APPENDIX IV GENERAL INFORMATION
– 52 –
(Incorporated in Hong Kong under the Companies Ordinance)
(Stock Code: 40)
NOTICE IS HEREBY GIVEN THAT an extraordinary general meeting (the “EGM”) of
Gold Peak Industries (Holdings) Limited (the “Company”) will be held at Tang Room I, 3/F
Sheraton Hong Kong Hotel & Towers, 20 Nathan Road, Kowloon, Hong Kong at 10:30 a.m.

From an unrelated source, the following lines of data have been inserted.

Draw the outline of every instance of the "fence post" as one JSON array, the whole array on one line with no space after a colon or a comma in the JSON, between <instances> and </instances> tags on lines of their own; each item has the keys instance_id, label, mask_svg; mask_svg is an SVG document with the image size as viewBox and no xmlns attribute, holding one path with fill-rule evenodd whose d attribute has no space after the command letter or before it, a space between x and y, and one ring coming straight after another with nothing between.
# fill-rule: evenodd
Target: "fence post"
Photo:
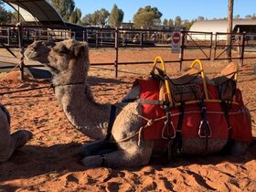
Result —
<instances>
[{"instance_id":1,"label":"fence post","mask_svg":"<svg viewBox=\"0 0 256 192\"><path fill-rule=\"evenodd\" d=\"M118 35L119 35L119 30L116 27L115 33L114 33L114 48L115 48L114 74L115 74L115 78L117 78L117 75L118 75L118 46L119 46Z\"/></svg>"},{"instance_id":2,"label":"fence post","mask_svg":"<svg viewBox=\"0 0 256 192\"><path fill-rule=\"evenodd\" d=\"M96 30L96 48L99 48L99 31L98 29L95 29Z\"/></svg>"},{"instance_id":3,"label":"fence post","mask_svg":"<svg viewBox=\"0 0 256 192\"><path fill-rule=\"evenodd\" d=\"M213 34L212 33L210 33L210 48L209 48L209 60L212 60L212 57L211 57L211 52L212 52L212 36L213 36Z\"/></svg>"},{"instance_id":4,"label":"fence post","mask_svg":"<svg viewBox=\"0 0 256 192\"><path fill-rule=\"evenodd\" d=\"M243 58L244 58L244 45L245 45L245 32L241 36L241 48L240 48L240 66L243 66Z\"/></svg>"},{"instance_id":5,"label":"fence post","mask_svg":"<svg viewBox=\"0 0 256 192\"><path fill-rule=\"evenodd\" d=\"M23 46L23 33L22 26L20 23L16 25L17 33L18 33L18 47L20 52L20 61L19 61L19 69L20 69L20 80L24 80L24 46Z\"/></svg>"},{"instance_id":6,"label":"fence post","mask_svg":"<svg viewBox=\"0 0 256 192\"><path fill-rule=\"evenodd\" d=\"M140 46L143 46L143 42L144 42L144 34L143 32L140 33Z\"/></svg>"},{"instance_id":7,"label":"fence post","mask_svg":"<svg viewBox=\"0 0 256 192\"><path fill-rule=\"evenodd\" d=\"M184 48L185 48L185 31L180 31L181 41L180 41L180 52L179 52L179 70L182 69L182 62L184 58Z\"/></svg>"},{"instance_id":8,"label":"fence post","mask_svg":"<svg viewBox=\"0 0 256 192\"><path fill-rule=\"evenodd\" d=\"M10 46L10 42L11 42L11 37L10 37L11 33L10 33L10 27L7 28L7 44L8 46Z\"/></svg>"}]
</instances>

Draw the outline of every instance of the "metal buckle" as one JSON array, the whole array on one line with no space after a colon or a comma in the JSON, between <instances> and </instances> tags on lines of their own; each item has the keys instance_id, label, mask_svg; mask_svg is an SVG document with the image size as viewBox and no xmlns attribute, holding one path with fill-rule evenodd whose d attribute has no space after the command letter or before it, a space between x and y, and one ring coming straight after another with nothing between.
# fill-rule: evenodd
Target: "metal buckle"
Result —
<instances>
[{"instance_id":1,"label":"metal buckle","mask_svg":"<svg viewBox=\"0 0 256 192\"><path fill-rule=\"evenodd\" d=\"M209 131L209 135L208 135L208 137L211 137L211 128L210 128L210 126L209 126L208 121L206 120L206 123L207 123L207 124L208 124L208 131ZM199 135L199 137L201 137L201 138L206 138L207 136L206 136L205 134L203 135L203 134L201 133L201 129L202 129L202 127L203 127L203 124L204 124L204 120L201 120L200 125L199 125L199 129L198 129L198 135ZM205 131L205 132L206 132L206 131Z\"/></svg>"},{"instance_id":2,"label":"metal buckle","mask_svg":"<svg viewBox=\"0 0 256 192\"><path fill-rule=\"evenodd\" d=\"M168 123L171 123L171 127L172 127L172 130L174 132L174 135L173 136L170 135ZM165 129L167 129L167 136L168 137L165 136ZM176 128L175 128L174 123L172 121L169 121L168 119L165 122L165 126L164 126L164 128L162 130L162 138L163 139L174 139L174 138L176 138Z\"/></svg>"}]
</instances>

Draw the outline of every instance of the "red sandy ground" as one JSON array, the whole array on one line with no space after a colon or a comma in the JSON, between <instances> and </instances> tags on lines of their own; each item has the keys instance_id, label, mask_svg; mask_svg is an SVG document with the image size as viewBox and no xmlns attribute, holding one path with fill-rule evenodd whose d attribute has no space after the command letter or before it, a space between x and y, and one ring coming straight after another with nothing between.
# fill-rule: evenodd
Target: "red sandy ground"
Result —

on Tuesday, 26 February 2013 for the purpose of considering and, if thought fit, passing
the following resolution as an ordinary resolution of the Company:
ORDINARY RESOLUTION
“THAT:
(a) the equity transfer agreement dated 21 December 2012 entered into between
Etern Group Ltd. as purchaser, GP Auto Parts Limited and Shanghai
Dongchang Auto Parts Co., Ltd. as vendors and Shanghai Dongchang
Investment Development Co., Ltd. in relation to the disposal of shares in
Shanghai Jinting Automobile Harness Limited (a copy of which has been
produced to the meeting marked “A” and initialled by the Chairman of the
meeting for the purpose of identification) (the “Agreement”) be and is hereby
approved, ratified and confirmed;
(b) all transactions contemplated under the Agreement and the implementation
thereof be and are hereby approved, ratified and confirmed; and
(c) the directors of the Company be and are hereby authorized for and on behalf
of the Company to execute all such other documents, instruments and to do all
such acts or things as the directors may in their absolute discretion deem
appropriate to give effect to the Agreement and the transactions contemplated
thereunder.”
By the order of the Board
WONG Man Kit
Company Secretary
Hong Kong, 5 February 2013
Registered Office:8th Floor
Gold Peak Building
30 Kwai Wing Road
Kwai Chung
New Territories
Hong Kong
www.goldpeak.com
NOTICE OF EXTRAORDINARY GENERAL MEETING
– 53 –
Notes:
1. A form of proxy for use at the EGM is enclosed.
2. Any member entitled to attend and vote at the EGM convened by the above notice is entitled to appoint
one or more proxies to attend and, on a poll, vote instead of him. A proxy need not be a member of the
Company.
3. Where there are joint registered holders of any share, any one of such persons may vote at the EGM,
either personally or by proxy, in respect of such share as if he were solely entitled thereto; but if more than
one of such joint holders be present at the EGM personally or by proxy, that one of the said persons so
present whose name stands first on the register of members in respect of such share shall alone be
entitled to vote in respect thereof.
4. The form of proxy and the power of attorney, if any, under which it is signed or a notarially certified copy
of such power of attorney must be deposited at the registered office of the Company at 8th Floor, Gold
Peak Building, 30 Kwai Wing Road, Kwai Chung, New Territories, Hong Kong as soon as possible and in
any event, not less than 48 hours before the time appointed for the holding of the EGM or any adjourned
meeting (as the case may be) and in default, the proxy shall not be treated as valid. Completion and
return of the form of proxy shall not preclude members from attending and voting in person at the EGM or
any adjourned meeting should they so wish.
5. As at the date of this notice, the Board consists of Mr. Victor LO Chung Wing (Chairman & Chief
Executive), Mr. Andrew NG Sung On (Vice Chairman), Mr. LEUNG Pak Chuen, Mr. Richard KU Yuk Hing
and Mr. Andrew CHUANG Siu Leung as Executive Directors, Mr. Vincent CHEUNG Ting Kau as
Non-Executive Director and Mr. LUI Ming Wah, Mr. Frank CHAN Chi Chung and Mr. CHAN Kei Biu as
Independent Non-Executive Directors.